Science:Math Exam Resources/Courses/MATH152/April 2010/Question B 05 (b)/Solution 1

Continuing from the hint, to choose real-valued solutions, we choose ${\displaystyle C_2=\overline{C_1}}$, so that the general solution becomes:

${\displaystyle \mathbf{𝐲}=C_1{\mathbf{y}}_{\mathbf{𝟏}}+C_2{\mathbf{y}}_{\mathbf{𝟐}}=C_1{\mathbf{y}}_{\mathbf{𝟏}}+\overline{C_1{\mathbf{y}}_{\mathbf{𝟏}}}=2\mathrm{R}\mathrm{e}\left[C_1{\mathbf{y}}_{\mathbf{𝟏}}\right]}$

Recall that

${\displaystyle {\mathbf{y}}_{\mathbf{𝟏}}={\mathbf{k}}_{\mathbf{𝟏}}\exp {\lambda }_{1}t=\left[\begin{array}{c}2+3i\\ 1\end{array}\right]\exp (1+2i)t}$

Since

${\displaystyle \mathrm{R}\mathrm{e}\left[{\mathbf{y}}_{\mathbf{𝟏}}\right]=\left[\begin{array}{c}2\\ 1\end{array}\right]e^t\cos 2t+\left[\begin{array}{c}-3\\ 0\end{array}\right]e^t\sin 2t}$

${\displaystyle \mathrm{I}\mathrm{m}\left[{\mathbf{y}}_{\mathbf{𝟏}}\right]=\left[\begin{array}{c}3\\ 0\end{array}\right]e^t\cos 2t+\left[\begin{array}{c}2\\ 1\end{array}\right]e^t\sin 2t}$

The general form of real-valued solutions is:

${\displaystyle \begin{array}{rl}\mathbf{𝐲}& =D_1\mathrm{R}\mathrm{e}\left[{\mathbf{y}}_{\mathbf{𝟏}}\right]+D_2\mathrm{I}\mathrm{m}\left[{\mathbf{y}}_{\mathbf{𝟏}}\right]\\ & =D_1(\left[\begin{array}{c}2\\ 1\end{array}\right]e^t\cos 2t+\left[\begin{array}{c}-3\\ 0\end{array}\right]e^t\sin 2t)\\ & +D_2(\left[\begin{array}{c}3\\ 0\end{array}\right]e^t\cos 2t+\left[\begin{array}{c}2\\ 1\end{array}\right]e^t\sin 2t)\end{array}}$

where ${\displaystyle D_1}$ and ${\displaystyle D_2}$ are real constants.

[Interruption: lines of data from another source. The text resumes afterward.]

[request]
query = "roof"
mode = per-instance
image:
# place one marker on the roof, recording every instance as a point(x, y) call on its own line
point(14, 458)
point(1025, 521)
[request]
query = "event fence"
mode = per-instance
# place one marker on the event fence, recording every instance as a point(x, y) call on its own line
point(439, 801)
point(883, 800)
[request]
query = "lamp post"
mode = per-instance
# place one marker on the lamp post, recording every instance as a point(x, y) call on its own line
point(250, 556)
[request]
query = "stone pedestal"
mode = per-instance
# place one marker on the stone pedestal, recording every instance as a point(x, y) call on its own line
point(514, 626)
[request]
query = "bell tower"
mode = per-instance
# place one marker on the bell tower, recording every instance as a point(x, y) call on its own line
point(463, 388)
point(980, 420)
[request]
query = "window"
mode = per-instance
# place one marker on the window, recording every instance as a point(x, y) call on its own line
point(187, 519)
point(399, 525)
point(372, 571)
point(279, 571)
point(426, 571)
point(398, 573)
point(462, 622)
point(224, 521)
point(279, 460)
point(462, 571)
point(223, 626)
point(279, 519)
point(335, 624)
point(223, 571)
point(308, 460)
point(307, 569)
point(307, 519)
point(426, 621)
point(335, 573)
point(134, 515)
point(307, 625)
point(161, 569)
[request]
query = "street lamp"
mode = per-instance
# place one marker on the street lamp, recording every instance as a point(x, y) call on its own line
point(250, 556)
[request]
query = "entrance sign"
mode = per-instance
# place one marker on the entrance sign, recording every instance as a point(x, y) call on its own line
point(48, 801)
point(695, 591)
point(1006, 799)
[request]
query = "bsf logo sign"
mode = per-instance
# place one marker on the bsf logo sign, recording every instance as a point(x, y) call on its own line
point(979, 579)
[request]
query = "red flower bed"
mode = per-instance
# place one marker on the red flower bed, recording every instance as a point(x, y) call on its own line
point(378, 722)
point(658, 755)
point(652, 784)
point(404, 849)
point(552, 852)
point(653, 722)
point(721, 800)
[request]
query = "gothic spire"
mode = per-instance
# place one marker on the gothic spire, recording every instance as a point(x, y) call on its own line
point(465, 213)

Their relationship with the previous constants are ${\displaystyle D_1=2\mathrm{R}\mathrm{e}\left[C_1\right]}$ and ${\displaystyle D_2=-2\mathrm{I}\mathrm{m}\left[C_1\right]=e^t}$

Now if we impose the initial condition ${\displaystyle \mathbf{𝐲}(0)=\left[\begin{array}{c}1\\ 0\end{array}\right]}$, we get

${\displaystyle D_1\left[\begin{array}{c}2\\ 1\end{array}\right]+D_2\left[\begin{array}{c}3\\ 0\end{array}\right]=\left[\begin{array}{c}1\\ 0\end{array}\right]}$

Thus, ${\displaystyle D_1=0}$ and ${\displaystyle D_2=\frac{1}{3}}$, and the solution of the initial value problem is

${\displaystyle \frac{1}{3}(\left[\begin{array}{c}3\\ 0\end{array}\right]e^t\cos 2t+\left[\begin{array}{c}2\\ 1\end{array}\right]e^t\sin 2t)=\frac{e^t}{3}\left[\begin{array}{c}3\cos 2t+2\sin 2t\\ \sin 2t\end{array}\right]}$

Alternatively, one can solve directly from

${\displaystyle \mathbf{𝐲}=2\mathrm{R}\mathrm{e}\left[C_1{\mathbf{y}}_{\mathbf{𝟏}}\right]}$

And impose the initial condition ${\displaystyle {\mathbf{𝐲}}_0=\left[\begin{array}{c}1\\ 0\end{array}\right]}$ direcly to find that ${\displaystyle C_1=-\frac{i}{6}}$.

Then compute the real part to get the same result as above. The amount of algebra involved will be slightly less.